Just how pricey a gift to industry are we talking about here? According to the Congressional Budget Office, $45.5 billion over the next decade. Now, anyone who believes that those savings will be passed along directly to consumers, health care providers, and victims of medical malpractice is living in a dream world. Some of us will remember the debates we had in this House for the 8 years preceding enactment of the 2005 Bankruptcy Code rewrite. We will no doubt remember the argument that abuse of the bankruptcy system was a hidden tax of $400 a year for every American and that tightening the rules would be of interest to all consumers. Well, we passed that huge giveaway to the big banks. Consumers have not seen a nickel of that $400. The banks pocketed all the money. If you think that this bill will lower costs for consumers, that the big insurance companies will not simply pocket the money, there's a famous bridge in my district that I might be willing to sell to you.
So keep in mind just who will be bearing the burden of this legislation: people who are subject to limitations on damages and on their ability to obtain competent counsel--something not imposed on insurance companies, drug companies, or HMOs. That may be good for the insurance companies, for the manufacturers of defective drugs and medical devices and all the other wrongdoers walking these Halls with open checkbooks, but it will come at the expense of their victims.
Nowhere does CBO, or their sponsors, explain why their belief that insurance companies, Big Pharma and medical device manufacturers will pass any savings along, nor do they account for the cost of the care needed by people who have been injured and who will be unable to receive adequate compensation.
This bill is not limited to suits against individual health care service providers, doctors and other licensed health care professionals. It would provide protection against malpractice claims for large corporations, insurance companies, health maintenance organizations, and pharmaceutical giants when they deal in defective products or when someone else's health is destroyed because an insurance company refused to pay for necessary care.
Mr. Chairman, we heard the gentleman from California refer to the California legislation that is the model for this legislation passed in 1976, 36 years ago. That legislation enacted a limit and said for noneconomic damages you can only get a recovery of $250,000 because you lost a leg when they removed the wrong leg. They felt in 1976 that $250,000 was an appropriate amount to limit it to. In today's dollars, that's $38,000.

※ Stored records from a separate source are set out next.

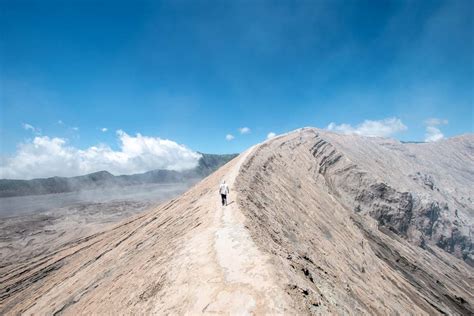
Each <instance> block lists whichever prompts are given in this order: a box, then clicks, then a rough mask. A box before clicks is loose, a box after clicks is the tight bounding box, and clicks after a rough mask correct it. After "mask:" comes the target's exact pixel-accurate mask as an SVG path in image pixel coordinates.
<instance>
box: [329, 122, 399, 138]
mask: <svg viewBox="0 0 474 316" xmlns="http://www.w3.org/2000/svg"><path fill="white" fill-rule="evenodd" d="M406 129H407V127H406V126H405V124H403V122H402V121H401V120H400V119H398V118H395V117H392V118H386V119H383V120H379V121H372V120H365V121H364V122H362V123H361V124H358V125H357V126H355V127H353V126H352V125H350V124H340V125H336V123H330V124H329V125H328V127H327V130H329V131H333V132H337V133H341V134H354V135H361V136H368V137H390V136H392V135H394V134H396V133H398V132H402V131H405V130H406Z"/></svg>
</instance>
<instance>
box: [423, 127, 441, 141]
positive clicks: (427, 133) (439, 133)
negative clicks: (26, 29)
mask: <svg viewBox="0 0 474 316" xmlns="http://www.w3.org/2000/svg"><path fill="white" fill-rule="evenodd" d="M443 138H444V135H443V133H441V131H440V130H439V128H437V127H434V126H427V127H426V134H425V142H436V141H438V140H440V139H443Z"/></svg>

But there's no inflator in that legislation, and there's no inflator in this legislation. That $250,000 in 1976 today is $1.4 million. So if we were modeling this on that, we should say the limit is $1.4 million, but we're not doing that. We're saying 250, and we're not putting an inflation adjustment in here, so it will be $250,000 this year, and 5 years from now it will be the equivalent of $100,000, and 10 years from now $35,000 and eventually zero.
I submit that it is very wrong. It may be that if malpractice causes a woman to lose her fertility, causes her to lose the ability to bear children, the medical costs to her may be minor, the lost wages, the economic damages may be minor. But the inability to bear a child should be limited to $250,000 and eventually to almost nothing because there's no inflation in this? If someone is put in a wheelchair for life, the pain and suffering is worth almost nothing? That's what is wrong with this legislation, and that's what's immoral about this legislation. That's why we ought to vote against this legislation.